Cette violation du domicile d’une personnalité historique de la démocratie malienne ne survient pas par hasard. Elle révèle une nervosité grandissante au sein de la junte militaire au pouvoir. Depuis l’attaque d’envergure du 25 mai, la situation sécuritaire sur le terrain a subi un bouleversement majeur. Lors de cette offensive, une coalition regroupant les Forces Libérées de l’Azawad (FLA) et les djihadistes du Groupe de Soutien à l’Islam et aux Musulmans (JNIM) a lancé un assaut dévastateur. Les forces gouvernementales et leurs alliés ont été contraints de se replier, abandonnant le contrôle de plusieurs villages stratégiques ainsi que de la ville emblématique de Kidal. Ce revers militaire significatif a mis à mal le discours officiel d’une reconquête territoriale totale. Face à l’échec de leur stratégie sécuritaire, une forme de paranoïa semble s’être emparée des dirigeants de Bamako, qui perçoivent désormais des complots et des complicités internes partout.

Une « chasse aux sorcières » généralisée contre les voix dissidentes

Pour dissimuler les difficultés rencontrées sur le front et renforcer un pouvoir de plus en plus contesté, les autorités de transition ont opté pour une fuite en avant. On observe ces derniers jours une véritable « chasse aux sorcières » ciblant quiconque ose critiquer la gestion de la transition ou la situation militaire. Les méthodes se durcissent. Ce que l’opposition et les organisations de défense des droits humains décrivent désormais comme des « enlèvements » et des arrestations arbitraires se multiplient à Bamako et dans les grandes villes. Des leaders politiques, des activistes de la société civile, et même des professionnels des médias sont visés. Le mode opératoire est souvent identique : des interpellations extrajudiciaires menées par des agents en civil, suivies de détentions secrètes. L’épisode de la perquisition chez Oumar Mariko illustre parfaitement cette volonté de neutraliser toute opposition, qu’elle provienne de l’intérieur ou de l’extérieur.

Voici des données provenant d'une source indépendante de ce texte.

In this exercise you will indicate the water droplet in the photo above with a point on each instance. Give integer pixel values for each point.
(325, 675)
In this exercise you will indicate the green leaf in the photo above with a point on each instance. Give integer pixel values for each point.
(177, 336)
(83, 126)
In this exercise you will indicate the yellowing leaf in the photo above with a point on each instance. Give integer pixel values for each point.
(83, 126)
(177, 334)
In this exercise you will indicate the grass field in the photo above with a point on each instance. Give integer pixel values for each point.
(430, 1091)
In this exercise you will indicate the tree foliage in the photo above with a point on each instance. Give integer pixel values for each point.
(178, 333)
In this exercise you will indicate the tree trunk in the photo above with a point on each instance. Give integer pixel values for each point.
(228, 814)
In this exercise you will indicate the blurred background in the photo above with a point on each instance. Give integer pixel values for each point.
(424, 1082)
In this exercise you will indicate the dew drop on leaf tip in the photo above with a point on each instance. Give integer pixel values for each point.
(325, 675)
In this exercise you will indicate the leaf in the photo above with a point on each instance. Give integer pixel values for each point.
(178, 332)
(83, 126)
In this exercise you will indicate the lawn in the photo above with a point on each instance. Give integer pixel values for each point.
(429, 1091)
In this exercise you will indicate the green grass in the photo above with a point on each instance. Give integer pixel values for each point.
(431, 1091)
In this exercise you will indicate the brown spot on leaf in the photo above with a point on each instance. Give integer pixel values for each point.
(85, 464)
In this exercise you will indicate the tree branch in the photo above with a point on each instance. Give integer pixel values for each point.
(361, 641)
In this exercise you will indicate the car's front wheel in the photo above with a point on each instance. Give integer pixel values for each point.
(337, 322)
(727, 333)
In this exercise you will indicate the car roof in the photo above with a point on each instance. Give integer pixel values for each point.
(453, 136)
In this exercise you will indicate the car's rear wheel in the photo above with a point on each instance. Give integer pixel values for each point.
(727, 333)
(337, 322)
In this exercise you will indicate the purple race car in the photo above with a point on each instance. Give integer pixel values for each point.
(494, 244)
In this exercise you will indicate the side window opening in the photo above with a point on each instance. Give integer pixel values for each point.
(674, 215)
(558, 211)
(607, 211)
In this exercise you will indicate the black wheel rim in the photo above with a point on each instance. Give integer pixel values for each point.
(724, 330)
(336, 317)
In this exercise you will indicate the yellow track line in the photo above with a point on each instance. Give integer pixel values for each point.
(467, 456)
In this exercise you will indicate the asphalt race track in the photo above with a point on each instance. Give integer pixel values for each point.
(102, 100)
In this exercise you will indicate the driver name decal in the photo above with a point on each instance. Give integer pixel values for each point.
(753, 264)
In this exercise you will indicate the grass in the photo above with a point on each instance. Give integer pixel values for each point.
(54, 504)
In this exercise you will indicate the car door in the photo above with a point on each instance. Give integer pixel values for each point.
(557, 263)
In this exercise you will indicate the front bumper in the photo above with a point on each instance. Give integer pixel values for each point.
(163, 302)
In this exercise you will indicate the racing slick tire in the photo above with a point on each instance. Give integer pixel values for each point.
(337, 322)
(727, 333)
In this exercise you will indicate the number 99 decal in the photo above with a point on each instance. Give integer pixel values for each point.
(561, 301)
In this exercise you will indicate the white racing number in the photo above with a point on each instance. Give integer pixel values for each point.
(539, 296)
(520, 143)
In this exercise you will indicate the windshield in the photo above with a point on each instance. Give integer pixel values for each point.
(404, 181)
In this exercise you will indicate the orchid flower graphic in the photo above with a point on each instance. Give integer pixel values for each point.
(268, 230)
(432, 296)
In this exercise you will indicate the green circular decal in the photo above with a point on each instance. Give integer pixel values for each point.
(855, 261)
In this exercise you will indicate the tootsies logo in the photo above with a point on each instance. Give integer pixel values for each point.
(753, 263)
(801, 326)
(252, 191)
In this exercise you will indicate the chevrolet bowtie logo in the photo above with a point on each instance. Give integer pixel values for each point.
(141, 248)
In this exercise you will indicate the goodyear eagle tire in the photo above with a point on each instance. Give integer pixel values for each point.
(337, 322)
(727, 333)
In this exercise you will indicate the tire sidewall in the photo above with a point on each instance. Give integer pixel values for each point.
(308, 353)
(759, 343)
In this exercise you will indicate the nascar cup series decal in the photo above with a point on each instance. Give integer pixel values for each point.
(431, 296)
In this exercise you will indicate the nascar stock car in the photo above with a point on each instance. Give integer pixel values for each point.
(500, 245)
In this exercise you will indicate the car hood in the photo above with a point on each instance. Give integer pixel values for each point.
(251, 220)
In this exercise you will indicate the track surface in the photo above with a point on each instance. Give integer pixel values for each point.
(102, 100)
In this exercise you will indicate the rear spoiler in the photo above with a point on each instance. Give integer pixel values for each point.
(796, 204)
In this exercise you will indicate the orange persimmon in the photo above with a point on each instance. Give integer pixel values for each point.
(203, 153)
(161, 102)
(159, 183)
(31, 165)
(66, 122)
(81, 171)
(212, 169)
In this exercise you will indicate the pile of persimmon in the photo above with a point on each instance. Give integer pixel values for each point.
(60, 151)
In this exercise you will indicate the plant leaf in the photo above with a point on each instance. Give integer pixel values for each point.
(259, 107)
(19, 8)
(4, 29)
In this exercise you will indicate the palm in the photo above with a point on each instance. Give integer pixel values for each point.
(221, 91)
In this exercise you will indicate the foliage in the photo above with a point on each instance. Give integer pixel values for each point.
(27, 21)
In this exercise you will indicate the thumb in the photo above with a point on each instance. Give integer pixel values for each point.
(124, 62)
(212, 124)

La transition malienne à un carrefour critique

La fouille du domicile du Dr Oumar Mariko constitue un signal d’alarme supplémentaire concernant la dérive autoritaire en cours au Mali. En optant pour une répression systématique et la traque des opposants afin de compenser les pertes territoriales dans le Nord, les autorités de Bamako s’éloignent chaque jour davantage du dialogue national indispensable à la stabilisation du pays. Alors que l’étau sécuritaire se resserre et que le mécontentement social grandit face aux pénuries et à l’inflation, la stratégie de la peur montre déjà ses limites. Pour le Mali, l’urgence ne devrait pas être la traque des voix discordantes à Bamako, mais la recherche d’une union sacrée pour faire face aux périls qui menacent l’intégrité même de la nation et son aspiration à une actualité africaine souveraine.